Site of the THREE CROWNS, now the MUSEUM OF GARDEN ESCAPES & THE BELVEDERE
The Belvedere’, a new covered seating area, is designed for the local community to enjoy the views over the river Thames, and the Museum of Garden Escapes provides a welcoming environment and place of interest for all visitors, whether on a lunch break from work, dog walking, or cycling/walking the RSPB Rainham Marshes route between Rainham and Purfleet.
The Museum of Garden Escapes is located on the historic footprint of the Three Crowns Inn site.
These new amenities have been designed by the London Riverside BID to meet local demand from the area’s workforce for usable outdoor spaces.
RAINHAM MARSHES
Stretching to the banks of the River Thames, Rainham Marshes remain one of the few ancient marshlands in London, and hold the key to the area's thriving industrial history.
In the late 19th and early 20th centuries the area enjoyed a boom in the increase of manufacturing companies along the riverside including Daldy & Co, the coal and timber merchants; Phoenix Timber, and Murex, iron-founders and ferroalloy manufacturers, whilst the marshes were used as a military firing range.
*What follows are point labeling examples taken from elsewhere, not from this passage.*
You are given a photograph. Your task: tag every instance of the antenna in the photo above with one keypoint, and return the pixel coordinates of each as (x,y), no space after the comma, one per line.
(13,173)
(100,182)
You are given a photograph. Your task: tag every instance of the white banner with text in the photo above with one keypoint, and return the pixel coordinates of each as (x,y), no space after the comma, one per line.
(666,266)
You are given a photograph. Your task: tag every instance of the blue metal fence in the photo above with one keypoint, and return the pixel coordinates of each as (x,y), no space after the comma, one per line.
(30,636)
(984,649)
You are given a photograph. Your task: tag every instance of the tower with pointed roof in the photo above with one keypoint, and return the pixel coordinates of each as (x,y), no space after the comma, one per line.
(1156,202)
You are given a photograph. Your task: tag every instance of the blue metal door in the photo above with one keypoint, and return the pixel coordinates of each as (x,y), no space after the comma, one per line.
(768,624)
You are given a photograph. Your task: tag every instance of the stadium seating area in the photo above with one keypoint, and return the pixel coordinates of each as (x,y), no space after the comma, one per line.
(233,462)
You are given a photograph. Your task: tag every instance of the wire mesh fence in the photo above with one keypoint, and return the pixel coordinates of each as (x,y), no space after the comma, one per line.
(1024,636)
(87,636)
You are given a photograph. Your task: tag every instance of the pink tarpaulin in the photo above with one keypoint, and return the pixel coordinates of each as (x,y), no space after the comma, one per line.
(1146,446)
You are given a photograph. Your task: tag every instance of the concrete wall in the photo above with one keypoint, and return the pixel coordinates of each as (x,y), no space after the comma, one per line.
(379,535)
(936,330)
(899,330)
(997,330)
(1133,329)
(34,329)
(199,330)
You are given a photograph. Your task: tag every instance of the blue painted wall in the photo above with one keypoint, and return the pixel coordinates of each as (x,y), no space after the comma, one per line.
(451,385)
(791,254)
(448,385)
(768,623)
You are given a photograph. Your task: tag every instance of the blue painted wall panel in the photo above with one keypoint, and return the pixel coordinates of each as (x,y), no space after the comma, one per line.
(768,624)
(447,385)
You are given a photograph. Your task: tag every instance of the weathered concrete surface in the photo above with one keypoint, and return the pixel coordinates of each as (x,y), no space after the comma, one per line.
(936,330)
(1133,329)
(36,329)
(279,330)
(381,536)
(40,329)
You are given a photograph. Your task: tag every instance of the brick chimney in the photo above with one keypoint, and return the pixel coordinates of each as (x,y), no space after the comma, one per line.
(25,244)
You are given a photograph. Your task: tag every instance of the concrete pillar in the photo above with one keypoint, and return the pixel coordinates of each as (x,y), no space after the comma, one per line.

Following the acquisition of the land by the RSPB in the year 2000, the area has been developed into a nature reserve and is home to an array of wildlife, from water voles to dragonflies, and birds of prey such as the peregrine falcon.
Not a nature reserve…
The marshes to the west of the nature reserve have been used as a landfill site for rubbish from London and the local area. Rainham Landfill is operated by Veolia ES Landfill Limited.[19] The site occupies an area of 177 hectares, and accepts up to 1,500,000 tonnes per year. This includes up to 70,000 tonnes per year in a Materials recovery facility and 70,000 tonnes per year of Green Waste.[19] There are facilities for soil washing and a Leachate Treatment Plant. The decomposition of organic matter within the landfill generates a gas containing up to about 50 percent methane. This landfill gas is collected by a network of pipes and since 2001 has been used in an onsite power station. The station is owned and operated by EDL. The plant comprises eight 1.25 MW, three 1.4 MW, two 1.1 MW and one 1.0 MW reciprocating engines which drive electricity generating sets.[20] The electricity produced is fed into the National Grid. The station has a generating capacity of 17.8 MW and typically generates 95 GWh of electricity per year. This is equivalent to powering 14,600 homes. The site is expected to produce landfill gas for electricity generation to beyond 2030.